The award recognizes his academic leadership in pathology, particularly inpatient care, education and research.
“Dr. Rojiani has demonstrated a lifelong passion for teaching, mentoring and leading the next generation of pathologists, demonstrated through his efforts in program development, teaching, faculty development, mentorship and his promotion of diversity, equity and inclusion, including religious and cultural minorities, in the field,” CAP noted.
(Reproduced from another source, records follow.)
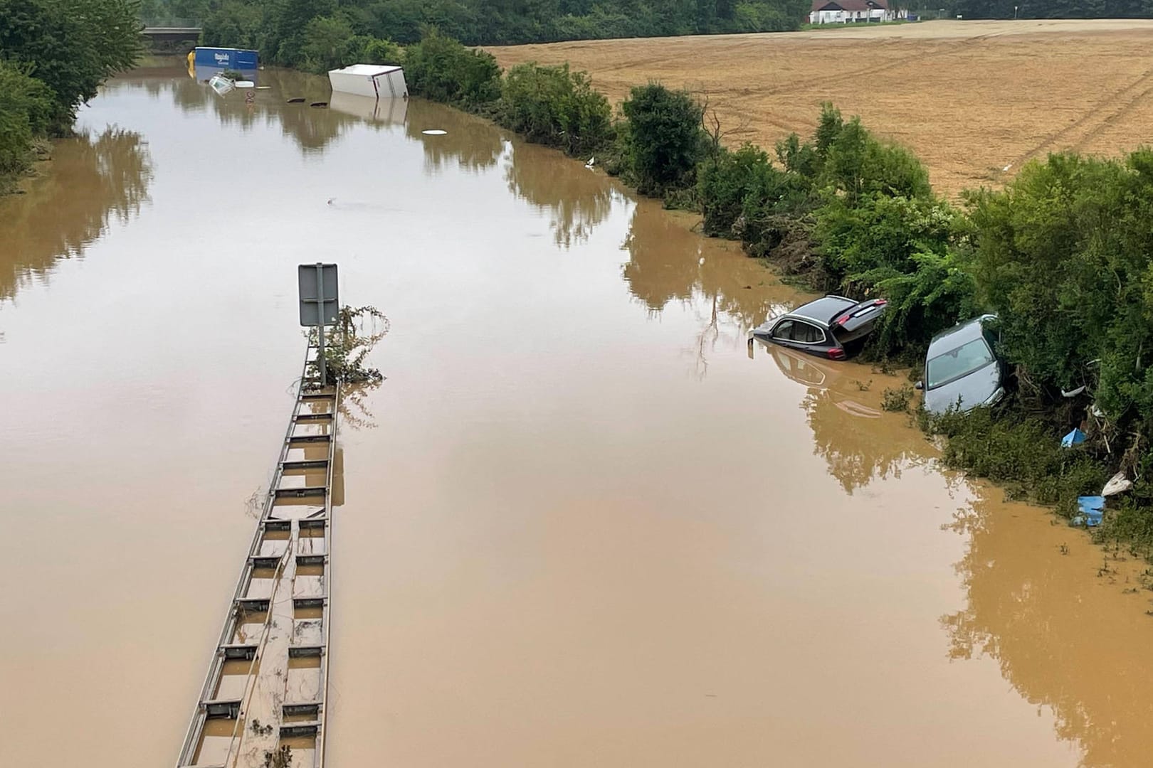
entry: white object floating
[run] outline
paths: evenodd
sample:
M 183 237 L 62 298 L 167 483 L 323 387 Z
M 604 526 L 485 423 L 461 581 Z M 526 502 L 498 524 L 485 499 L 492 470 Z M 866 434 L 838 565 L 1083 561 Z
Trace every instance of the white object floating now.
M 1108 482 L 1105 484 L 1105 488 L 1101 489 L 1101 495 L 1111 496 L 1123 491 L 1129 491 L 1132 487 L 1133 481 L 1126 478 L 1124 472 L 1117 472 L 1109 478 Z
M 329 84 L 338 93 L 369 96 L 375 99 L 407 99 L 405 70 L 391 64 L 353 64 L 329 70 Z
M 236 84 L 223 75 L 213 75 L 209 78 L 209 86 L 216 91 L 217 96 L 224 96 L 236 88 Z

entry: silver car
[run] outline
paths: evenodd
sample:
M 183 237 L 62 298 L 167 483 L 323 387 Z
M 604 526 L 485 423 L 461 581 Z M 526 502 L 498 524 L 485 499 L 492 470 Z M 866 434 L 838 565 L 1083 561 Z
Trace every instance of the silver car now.
M 995 319 L 984 314 L 933 336 L 925 355 L 925 380 L 917 382 L 929 413 L 971 411 L 1004 397 L 1004 365 L 993 351 L 994 336 L 987 327 Z

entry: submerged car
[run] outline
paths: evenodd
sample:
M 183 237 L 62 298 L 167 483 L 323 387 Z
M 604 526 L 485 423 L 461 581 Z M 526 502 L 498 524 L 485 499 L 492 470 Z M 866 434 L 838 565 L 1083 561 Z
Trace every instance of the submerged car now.
M 766 320 L 753 329 L 753 335 L 809 355 L 843 360 L 860 351 L 884 307 L 883 298 L 854 302 L 844 296 L 822 296 Z
M 1004 365 L 993 351 L 995 337 L 988 328 L 993 320 L 995 314 L 982 314 L 933 336 L 925 380 L 917 382 L 929 413 L 971 411 L 1004 397 Z

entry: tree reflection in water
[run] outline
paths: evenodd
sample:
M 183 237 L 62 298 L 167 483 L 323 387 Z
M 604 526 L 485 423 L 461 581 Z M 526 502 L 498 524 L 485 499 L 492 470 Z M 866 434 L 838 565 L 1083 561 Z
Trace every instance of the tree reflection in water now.
M 549 214 L 558 248 L 587 242 L 613 204 L 625 201 L 603 175 L 556 150 L 517 142 L 508 144 L 504 157 L 508 191 Z
M 1130 562 L 1111 560 L 1047 510 L 990 500 L 1001 495 L 985 491 L 952 525 L 969 538 L 956 565 L 967 604 L 941 619 L 949 656 L 996 660 L 1022 697 L 1053 713 L 1086 768 L 1150 765 L 1153 619 L 1141 565 L 1124 552 Z
M 440 136 L 423 132 L 430 129 L 445 132 Z M 484 170 L 495 166 L 504 151 L 500 132 L 491 123 L 423 99 L 408 102 L 405 134 L 423 144 L 424 173 L 429 175 L 439 173 L 450 161 L 465 170 Z
M 81 257 L 111 218 L 136 215 L 151 180 L 138 134 L 113 127 L 59 142 L 51 169 L 27 195 L 0 199 L 0 301 L 46 277 L 58 259 Z

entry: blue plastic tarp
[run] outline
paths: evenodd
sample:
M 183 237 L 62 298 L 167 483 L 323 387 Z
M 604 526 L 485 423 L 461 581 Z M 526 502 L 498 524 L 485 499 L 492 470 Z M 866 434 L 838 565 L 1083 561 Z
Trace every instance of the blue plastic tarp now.
M 1085 442 L 1085 433 L 1080 429 L 1073 429 L 1064 438 L 1061 439 L 1062 448 L 1072 448 L 1073 446 L 1079 446 Z
M 1073 525 L 1095 527 L 1101 524 L 1105 515 L 1105 496 L 1078 496 L 1077 507 L 1080 514 L 1073 517 Z

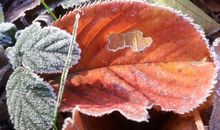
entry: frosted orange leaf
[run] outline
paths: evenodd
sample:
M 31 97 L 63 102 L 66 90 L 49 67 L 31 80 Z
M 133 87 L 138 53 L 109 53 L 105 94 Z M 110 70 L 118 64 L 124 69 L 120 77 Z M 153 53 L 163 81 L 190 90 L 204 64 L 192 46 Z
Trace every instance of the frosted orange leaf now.
M 78 106 L 88 115 L 119 111 L 147 121 L 146 109 L 154 105 L 183 114 L 205 101 L 215 65 L 203 31 L 189 18 L 144 2 L 111 1 L 75 9 L 53 26 L 71 33 L 78 12 L 82 55 L 70 71 L 62 111 Z M 151 45 L 142 51 L 107 48 L 112 34 L 135 30 L 152 38 Z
Rojiani has worked internationally in East Africa and Asia as a visiting professor teaching in pathology residency programs in 2010, 2011 and 2014. He received the Teaching Excellence Award in 2008 for teaching in the Osler Board Review Course. He is a frequently invited lecturer on topics exploring medical management, medical education, diversity and cultural issues, gender in medicine and society, and opportunities for increasing parity and progress.
Rojiani has previously served as vice president of the American Association of Neuropathologists. He serves on the American Association of Physician Leadership’s Council of Fellows, which recently recognized him as a Distinguished Fellow – the only pathologist to ever receive this honor. He also chairs the Association for Academic Pathology’s (formerly the Association of Pathology Chairs’) Leadership Development Committee. He has chaired the Georgia delegation to the CAP House of Delegates for six years and served on multiple national CAP committees.
In addition to multiple editorial boards and grant review sections, Rojiani is widely published, with more than 150 peer-reviewed publications, invited reviews and book chapters to his name. He tallies more than 6,958 citations and an h-index of 43.
His research interests include demyelination, Alzheimer’s disease, vascular targeting agents, neuro-oncology and, more recently, matrix interactions in lung cancer.